One clear solution to this “sitting disease” is to reduce sitting times in classrooms. If teachers incorporate more active lesson plans rather than lectures or allow their students to stand up a couple times per period, then not only will this alleviate the problem but it will also increase their ability to pay attention. A multitude of students, including myself, find it difficult to focus for 90 straight minutes.

Some teachers may have issues with changing their teaching methods since moving around during class may disrupt class time. One way to solve this would be to put several standing desks in classrooms. By improving posture and allowing students to not be stuck in one position, these desks can prevent tiredness and health risks, which will allow them to excel in class.

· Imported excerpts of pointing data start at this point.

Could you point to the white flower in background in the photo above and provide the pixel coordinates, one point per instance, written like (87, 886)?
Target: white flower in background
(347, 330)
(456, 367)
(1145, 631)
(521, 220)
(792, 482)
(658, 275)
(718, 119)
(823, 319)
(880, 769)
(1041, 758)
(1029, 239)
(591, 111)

Of course, standing desks will be a huge expense since there are close to 2000 students at Dulaney. But they are a well worth-it investment. Every day I hear complaints around the school because students are tired, overwhelmed, and bored. What many of them don’t realize is that inactivity is the biggest contributor to this unhappiness.

According to data from Health Navigator, physical activeness improves mood, boosts energy, promotes better sleep, and provides better social interactions. All of these benefits illustrate that this is the perfect remedy for sleep-deprived and overwhelmed students. In short, we need to be more active to be less tired.

If we change the classroom environment so that students are less inactive, then we can help change the mood around the entire school so that school is more than just sitting in a classroom for the entire day.